The Masters family dynamic is, just as it was in the first season, one of the most layered, complicated parts of the show, and there is this amazing moment where brother Masters confronts regular Masters about their suck-ass childhood and, instead of bonding with his brother, or accepting him, or meeting his vulnerability with kindness, Masters instead gets really nasty and tells his brother he’s a weakling for being upset about this, and that he should just get over it already.
We know, of course, that Masters is really talking to himself in his father’s voice – that he feels ashamed for being upset, that he feels like he should get over it – that he’s projecting all of his vulnerability onto his brother, and then attacking him to make himself feel strong. We’ve already seen in “Fight” that he does the same thing with Virginia, but that she has enough self-confidence to stop him when she sees it happening.
The abusive father story is the most psychologically complex story on the show – but it’s also kind of manipulative. The main point of bringing it up all the time is to feed our desire – and Virginia’s desire, and Libby’s desire, and the show’s desire – to achieve emotional intimacy with Bill by forcing him to cry about all his sad feelings. Ostensibly it’s for his own good, since he’ll be happier if he can learn to connect with someone, but the way it’s presented, it seems like the focus is on us feeling good – or Virginia feeling good – because Virginia gets to be there for him. Because she is The One Person he can have a feelings talk with – the only person he can have a feelings talk with. She gets to have his emotional virginity.
Am I being too weird? Probably.
The point is that, as I’m watching Masters of Sex, I don’t feel like Bill’s story is about Bill – I feel like it’s about why he is an awesome object of desire for Virginia.
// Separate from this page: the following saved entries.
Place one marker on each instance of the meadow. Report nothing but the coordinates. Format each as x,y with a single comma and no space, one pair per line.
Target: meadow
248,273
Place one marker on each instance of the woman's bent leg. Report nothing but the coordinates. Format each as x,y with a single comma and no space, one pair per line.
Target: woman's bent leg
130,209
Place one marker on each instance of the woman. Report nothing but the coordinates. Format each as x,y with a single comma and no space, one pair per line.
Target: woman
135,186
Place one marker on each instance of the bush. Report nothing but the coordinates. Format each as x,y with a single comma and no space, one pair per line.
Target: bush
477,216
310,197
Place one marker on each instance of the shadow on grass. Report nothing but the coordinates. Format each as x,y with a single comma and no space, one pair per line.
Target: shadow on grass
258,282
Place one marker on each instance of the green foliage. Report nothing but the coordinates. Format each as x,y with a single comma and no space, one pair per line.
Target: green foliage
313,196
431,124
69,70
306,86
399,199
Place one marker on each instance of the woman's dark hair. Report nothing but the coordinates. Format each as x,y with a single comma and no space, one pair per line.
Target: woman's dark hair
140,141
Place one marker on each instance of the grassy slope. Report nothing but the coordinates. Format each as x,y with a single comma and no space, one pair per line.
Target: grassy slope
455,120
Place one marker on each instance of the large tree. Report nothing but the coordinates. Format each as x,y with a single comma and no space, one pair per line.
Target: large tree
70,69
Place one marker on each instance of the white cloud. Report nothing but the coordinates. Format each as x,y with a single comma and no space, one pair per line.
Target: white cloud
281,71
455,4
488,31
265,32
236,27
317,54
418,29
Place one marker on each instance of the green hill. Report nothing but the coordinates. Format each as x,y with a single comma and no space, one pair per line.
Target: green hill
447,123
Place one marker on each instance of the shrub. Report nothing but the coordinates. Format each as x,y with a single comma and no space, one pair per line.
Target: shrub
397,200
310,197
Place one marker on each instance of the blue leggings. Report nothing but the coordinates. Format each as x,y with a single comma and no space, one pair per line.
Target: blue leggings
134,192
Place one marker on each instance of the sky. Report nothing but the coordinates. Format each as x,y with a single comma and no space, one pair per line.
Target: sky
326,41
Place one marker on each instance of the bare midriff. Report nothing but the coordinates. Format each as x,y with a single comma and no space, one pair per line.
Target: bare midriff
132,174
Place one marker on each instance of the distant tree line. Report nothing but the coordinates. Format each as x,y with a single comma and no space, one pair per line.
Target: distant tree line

And, in a certain sense, that’s interesting, because it’s a reversal of the way gender dynamics are usually presented on TV – it’s interesting because the protagonist in this story is really Virginia Johnson. But I also don’t like it any better than I like it when a woman is the object of desire, and her story line exists only to make her seem more sexy.
What I would like a lot more is a story about two people who are both separate, whole, independent entities – the heroes of their own intersecting stories. Then I wouldn’t have to feel weird, when I was watching them.